Obtaining equivalent ROH estimates using data from both technologies
According to both Table 1 and Fig. 1 it seems appropriate to compare ROH from both technologies allowing 1 to 5 heterozygote SNPs in WGS data in order to obtain equivalent results. Violin plots show the distribution of mean number of ROH (Fig. 2), mean ROH size (Fig. 3) and mean total sum of ROH (Fig. 4) per population and using array data, compare to WGS data with 1, 2 or 3 tolerated heterozygotes. Without exception, the distribution between array and WGS data is most similar when 3 heterozygous SNPs in the WGS data are allowed per window. Mean values and standard deviations for up to 5 heterozygous SNPs allowed per window are shown in Additional file 2. Figure 5a–c show the correlations with the array data as heat-maps between number of ROH (5a), mean ROH size (5b), and total sum of ROH (5c) for each population and a different number of allowed heterozygous SNPs in the WGS data (values and probabilities shown in Additional file 3). The correlations, as expected, increase with more heterozygous SNPs being allowed in the WGS data. Correlations are not homogeneous, south and East Asian populations show lower correlations in comparison with other populations. An alternative representation by line charts is shown in Additional file 4, where differences between populations are perceived more easily. In addition, non-parametrical statistical analysis was used. Results of the statistical comparison between ROH obtained from array and WGS (with a different number of heterozygous SNPs allowed) by the Mann-Whitney-Wilcoxon (MWW) test are shown as a heat-map of significance (p values; blue = not significant) in Figs. 5d–f. P-values are presented in Additional file 3. These figures show heterogeneous results across populations. In general, by allowing 3 heterozygotes SNPs per window in WGS the statistical outcomes in the number of ROH, mean ROH size and total sun of ROH are similar between array and WGS data. However, Fig. 5d–f also show that for the Asian populations, especially the JPT, for the number of ROH and total sum of ROH differences between array and WGS data are significant for every heterozygous SNP allowed.

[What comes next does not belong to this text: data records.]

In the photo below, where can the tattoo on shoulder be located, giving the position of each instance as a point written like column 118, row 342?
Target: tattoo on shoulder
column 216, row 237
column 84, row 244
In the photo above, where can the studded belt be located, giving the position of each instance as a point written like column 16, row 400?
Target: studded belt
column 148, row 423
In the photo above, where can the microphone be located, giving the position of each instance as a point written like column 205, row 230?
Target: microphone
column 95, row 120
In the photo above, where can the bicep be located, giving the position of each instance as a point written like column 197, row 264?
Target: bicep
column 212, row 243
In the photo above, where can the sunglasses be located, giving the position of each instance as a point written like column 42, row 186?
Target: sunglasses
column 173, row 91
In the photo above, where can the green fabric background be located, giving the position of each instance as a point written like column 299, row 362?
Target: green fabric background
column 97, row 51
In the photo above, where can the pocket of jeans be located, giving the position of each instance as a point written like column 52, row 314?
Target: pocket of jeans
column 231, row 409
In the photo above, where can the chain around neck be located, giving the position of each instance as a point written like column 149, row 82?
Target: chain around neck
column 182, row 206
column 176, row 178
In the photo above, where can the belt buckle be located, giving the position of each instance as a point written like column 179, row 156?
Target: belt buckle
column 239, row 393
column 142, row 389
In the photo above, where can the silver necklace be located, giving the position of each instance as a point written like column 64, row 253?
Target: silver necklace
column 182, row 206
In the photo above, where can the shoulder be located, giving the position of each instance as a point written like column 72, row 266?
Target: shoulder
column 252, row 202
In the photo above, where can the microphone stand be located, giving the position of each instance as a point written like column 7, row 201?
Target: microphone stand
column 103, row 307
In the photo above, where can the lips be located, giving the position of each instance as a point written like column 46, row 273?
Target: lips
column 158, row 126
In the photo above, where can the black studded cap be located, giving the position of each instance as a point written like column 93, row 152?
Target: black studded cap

Comparing ROH with different lengths
Once we established that the best PLINK condition to obtain comparable results is to allow 3 heterozygous SNPs per window when dealing with WGS low coverage, we compared the mean sum of ROH in both technologies for different ROH length categories (Fig. 6). This is relevant because the study of different ROH lengths has different applications, as indicated in Table 2. Figure 6 shows that for ROH longer than 1 Mb, the array and WGS mean total lengths are very similar, with some exceptions like the JPT, in the case of ROH longer than 8 Mb. However, WGS data systematically detected more short ROH (0.3 – 1 Mb) than array data. This outcome is expected and is caused by the lower SNP coverage of array data, since PLINK considered just ROH containing at least 50 SNPs. This gap between array and WGS data can be corrected for small ROH by changing PLINK parameters and relaxing the number of SNPs needed to call a ROH (−-homozyg-snp 30, data not shown).
Table 2.
ROH size Class | SNP Array | WGS low coverage | WES | Applications |
---|---|---|---|---|
Short < 1 Mb | Poor performance due to low SNP coverage. Can be adjusted to detect ROH by modifying the number of SNPs required in a ROH. | Able to detect but need to build adjustment for genotype calling errors. | Able to detect but only in selected genomic regions. Software like H3M2 allows meaningful regional analysis [39]. | Detection of rare variants involved in deleterious recessive alleles and directional dominance [11, 12]. Analysis of LD patterns and extreme bottle necks [33]. |
Medium 1-8 Mb | Able to detect if the array has at least 300 K SNPs. ROH boundaries will be fuzzier in comparison with WGS low coverage data. | Good performance but need to build adjustment for genotype calling errors. Allowing 3 heterozygous SNPs per ROH would grant meaningful outcomes. | Able to detect, but only in selected genomic regions and boundaries of ROH could be fuzzy if they reach into non-exonic regions [49]. | Detection of rare variants involved in diseases. Analysis of inbreeding depression. Genome architecture and ROH island detection [50]. Population history, bottle necks, remote consanguinity and genetic drift [51]. |
Long > 8 Mb | Good performance if the array has at least 300 K SNPs. | Good performance but need to build adjustment for genotype calling errors. Allowing 3 heterozygous SNPs per ROH would grant meaningful outcomes. | Poor performance due to short size of most exons and their sparsity across the genome. | Analysis of inbreeding depression. Validation of GWAS findings. Population history and cultural practices, close consanguinity [6, 41]. |
Discussion
Runs of homozygosity are an excellent tool to delve into the exploration of different aspects of human genetics. Large genomic datasets, using array and whole genome sequence data, are now becoming available and offer the researcher a unique opportunity to better understand the influence of ROH on complex diseases architecture and demographic history.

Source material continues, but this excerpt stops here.